Linear regression was performed in order to analyze the relationship between grassland traits and the vegetation indices. The choice of the pattern is strongly influenced by the distribution of data and, consequently, by the type of relationship between vegetation index and trait. Consequently, the assessment of the quality of the relationship was achieved by calculating the coefficient of determination (R²) and the root mean square error (RMSE). According to classification suggested by [27], we distinguish three classes: (1) strong correlation: R² > 0.7; (2) moderate correlation: 0.5 < R² < 0.7; and (3) weak correlation: R² < 0.5

3.5. Partial Least Squares Regression (PLSR)

Partial least squares regression (PLSR) is a useful statistical multivariate regression technique for explaining the relationship between hyperspectral data variables, the independent variables (X), and grassland traits, the dependent variables (Y). Indeed, its goal is to predict the dependent variables (Y), selecting a limited number of new orthogonal factors (T) and a set of specific loadings (P) able to simultaneously both X and Y, in order to reduce the high dimensionality of the input dataset [8,22,33,36,61,62,63,64]. Thus, X is calculated by applying the following equation:

$$X=T*P^T$$

(3)

T is called the “score matrix” and it is composed by the latent variables (LVs), while P is called the “loading matrix”. It is important to underline that P is not orthogonal while T has to maximize the covariance between X and Y with the following property (Equation (4)):

$$T*T^T=I$$

(4)

where I is the identify matrix.

Finally, Y is estimated by applying the following equation:

$$\stackrel{-}{{\displaystyle Y}}=T*B*C^T$$

(5)

where B is a diagonal matrix, which has regression weights as diagonal elements, and C is the “weight matrix” of the dependent variables.

The goodness of fit of the PLSR model depends on the number of selected LVs. Typically, it increases until it reaches a certain number of LVs before declining again. For that reason, it is fundamental to select the optimal number of LVs for each model, which allow us to obtain the best quality [64,65,66]. In this study, the optimal number of LVs for each PLSR model per grassland trait was estimated based on the root mean square error (RMSE) for the leave-one-out cross-validation (LOOCV). The criterion to add an additional LV to the model was that it had to reduce the RMSE of LOO cross-validation with >2%. The RMSE of the LOO (RMSE_LOO) was computed using the following equation:

$$RMS{E}_{LOO}=\sqrt{\frac{{\displaystyle \sum {\left({\overline{y}}_i-y_i\right)}^2}}{n}}$$

(6)

where $\overline{y_i}$ and y_i represent the leave-one-out predictions and observed values of the traits under investigation, respectively. Indeed, the model was fine-tuned without taking into account the observations i. Subsequently, the values of these observation were predicted by applying this model.

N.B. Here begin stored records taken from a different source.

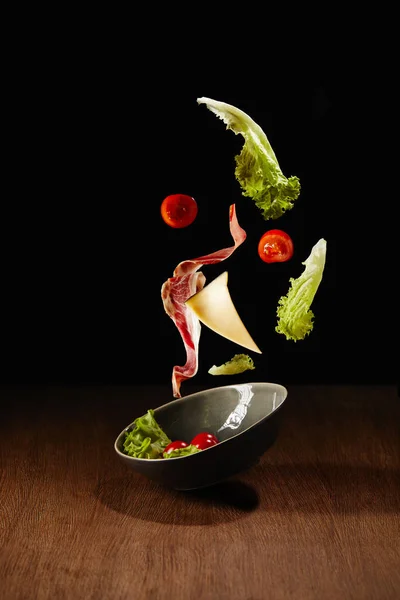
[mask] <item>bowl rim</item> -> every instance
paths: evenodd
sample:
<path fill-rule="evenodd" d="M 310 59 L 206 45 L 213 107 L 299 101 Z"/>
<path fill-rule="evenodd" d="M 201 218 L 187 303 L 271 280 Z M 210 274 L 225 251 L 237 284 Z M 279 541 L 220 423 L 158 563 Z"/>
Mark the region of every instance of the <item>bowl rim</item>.
<path fill-rule="evenodd" d="M 204 392 L 209 392 L 211 390 L 222 390 L 222 389 L 226 389 L 226 388 L 235 388 L 235 387 L 238 387 L 239 385 L 260 385 L 260 384 L 267 385 L 267 386 L 274 386 L 274 387 L 280 388 L 283 391 L 283 399 L 282 399 L 282 402 L 279 404 L 279 406 L 277 406 L 273 411 L 271 411 L 270 413 L 268 413 L 261 419 L 258 419 L 258 421 L 256 421 L 255 423 L 252 423 L 251 425 L 249 425 L 249 427 L 246 427 L 246 429 L 244 429 L 240 433 L 235 433 L 230 438 L 228 438 L 226 440 L 222 440 L 221 442 L 218 442 L 218 444 L 216 444 L 215 446 L 210 446 L 209 448 L 205 448 L 204 450 L 201 451 L 201 454 L 203 454 L 203 452 L 209 452 L 210 450 L 215 450 L 221 444 L 225 444 L 225 442 L 229 442 L 230 440 L 238 437 L 239 435 L 242 435 L 243 433 L 245 433 L 246 431 L 248 431 L 255 425 L 258 425 L 259 423 L 262 423 L 263 421 L 269 419 L 270 417 L 272 417 L 272 415 L 275 415 L 280 410 L 280 408 L 283 406 L 283 404 L 285 403 L 285 401 L 288 397 L 289 392 L 288 392 L 287 387 L 281 383 L 275 383 L 273 381 L 249 381 L 249 382 L 244 382 L 244 383 L 231 383 L 231 384 L 216 386 L 214 388 L 205 388 L 204 390 L 198 390 L 197 392 L 193 392 L 191 394 L 188 394 L 187 396 L 182 396 L 181 398 L 175 398 L 174 400 L 165 402 L 164 404 L 161 404 L 160 406 L 157 406 L 157 408 L 154 408 L 152 410 L 154 410 L 154 415 L 155 415 L 158 410 L 161 410 L 164 407 L 170 406 L 172 404 L 180 404 L 186 400 L 189 400 L 190 398 L 193 398 L 193 396 L 198 396 L 200 394 L 204 394 Z M 141 416 L 143 416 L 143 415 L 141 415 Z M 120 457 L 134 461 L 134 462 L 140 461 L 140 462 L 144 462 L 146 464 L 148 464 L 148 463 L 153 464 L 153 463 L 159 463 L 159 462 L 165 463 L 165 462 L 170 462 L 170 461 L 175 461 L 175 460 L 181 460 L 182 458 L 192 458 L 194 456 L 197 456 L 197 454 L 199 454 L 198 452 L 195 452 L 194 454 L 188 454 L 187 456 L 173 456 L 168 459 L 165 459 L 165 458 L 149 459 L 149 458 L 137 458 L 136 456 L 129 456 L 129 454 L 125 454 L 124 452 L 121 452 L 121 450 L 117 447 L 117 444 L 118 444 L 121 436 L 129 430 L 129 428 L 133 425 L 133 423 L 135 422 L 135 420 L 137 418 L 138 417 L 135 417 L 135 419 L 133 419 L 133 421 L 131 423 L 129 423 L 129 425 L 124 427 L 124 429 L 122 429 L 120 431 L 120 433 L 117 435 L 117 437 L 114 441 L 114 450 Z"/>

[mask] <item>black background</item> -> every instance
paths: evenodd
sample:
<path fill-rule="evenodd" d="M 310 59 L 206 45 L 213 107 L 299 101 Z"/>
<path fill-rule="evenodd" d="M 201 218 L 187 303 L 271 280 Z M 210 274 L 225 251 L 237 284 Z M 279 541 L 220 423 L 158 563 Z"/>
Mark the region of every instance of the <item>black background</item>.
<path fill-rule="evenodd" d="M 24 53 L 8 92 L 2 381 L 170 382 L 185 354 L 161 286 L 182 260 L 232 245 L 235 203 L 247 240 L 202 271 L 208 282 L 228 271 L 233 301 L 263 354 L 253 355 L 255 371 L 218 384 L 394 382 L 386 292 L 371 282 L 363 220 L 377 185 L 364 160 L 364 115 L 373 103 L 365 108 L 363 66 L 344 72 L 335 61 L 322 69 L 292 58 L 258 77 L 235 65 L 232 76 L 206 59 L 185 62 L 182 48 L 144 63 L 138 50 L 132 57 L 112 47 L 74 53 L 70 44 L 52 55 L 38 44 L 33 58 Z M 199 106 L 200 96 L 249 114 L 284 174 L 300 178 L 300 197 L 279 220 L 264 221 L 242 196 L 234 156 L 243 138 Z M 173 193 L 198 203 L 198 218 L 186 229 L 161 219 L 161 202 Z M 257 243 L 275 227 L 291 235 L 295 253 L 267 265 Z M 320 238 L 327 261 L 312 306 L 314 329 L 303 341 L 286 341 L 274 331 L 277 302 Z M 242 351 L 203 327 L 194 381 L 215 385 L 209 367 Z"/>

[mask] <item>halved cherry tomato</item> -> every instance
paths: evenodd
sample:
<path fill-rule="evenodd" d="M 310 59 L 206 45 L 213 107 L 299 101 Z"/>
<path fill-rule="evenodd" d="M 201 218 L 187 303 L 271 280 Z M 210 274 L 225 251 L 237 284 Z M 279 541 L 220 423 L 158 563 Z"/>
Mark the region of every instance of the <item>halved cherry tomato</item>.
<path fill-rule="evenodd" d="M 175 442 L 171 442 L 170 444 L 168 444 L 163 454 L 169 454 L 173 450 L 179 450 L 179 448 L 187 448 L 188 446 L 189 444 L 187 444 L 186 442 L 182 442 L 182 440 L 176 440 Z"/>
<path fill-rule="evenodd" d="M 191 225 L 197 217 L 197 202 L 186 194 L 172 194 L 161 203 L 161 216 L 170 227 L 181 229 Z"/>
<path fill-rule="evenodd" d="M 205 450 L 211 446 L 218 444 L 218 439 L 212 433 L 198 433 L 190 442 L 192 446 L 196 446 L 199 450 Z"/>
<path fill-rule="evenodd" d="M 293 256 L 292 238 L 281 229 L 270 229 L 261 236 L 258 255 L 266 263 L 286 262 Z"/>

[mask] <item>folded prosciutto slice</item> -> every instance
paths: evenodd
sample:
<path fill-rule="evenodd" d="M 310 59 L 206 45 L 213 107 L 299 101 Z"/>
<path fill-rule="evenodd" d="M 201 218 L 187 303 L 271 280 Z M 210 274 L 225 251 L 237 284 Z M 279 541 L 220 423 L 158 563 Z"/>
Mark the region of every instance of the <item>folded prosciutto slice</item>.
<path fill-rule="evenodd" d="M 182 382 L 196 375 L 198 369 L 201 324 L 196 315 L 185 306 L 185 302 L 205 285 L 206 278 L 199 269 L 204 265 L 214 265 L 229 258 L 247 237 L 238 223 L 234 204 L 229 207 L 229 227 L 234 241 L 233 246 L 179 263 L 173 277 L 167 279 L 161 288 L 165 312 L 178 328 L 186 350 L 186 364 L 172 369 L 172 391 L 175 398 L 181 398 Z"/>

Although recent studies have shown that the optimal use of PLSR can be achieved by splitting the original dataset into a training dataset and an independent test set [67], in this work, the use of LOOCV, applied to a single calibration dataset, was necessary because we did not have a large enough experimental dataset to divide the samples into separate training and validation subsets. The assessment of the quality of the model was estimated using R² between measured and predicted values from the LOO cross-validation and the RMSE_LOO, while the usefulness and goodness-of-fit of calibration models were performed by residual predictive deviation (RPD), calculated as the ratio between the standard deviation of the reference dataset and the RMSE. On the contrary, there is not a specific statistical rule for setting the RPD thresholds and, for these reasons, in this paper, the commonly used classification in literature was adopted [51,52]. It involves three levels of classification: RPD < 3 is not useful because it means low predictive power; RPD > 3 is suitable for screening; RPD > 5 is suitable for detecting the accurate analysis (laboratory analysis).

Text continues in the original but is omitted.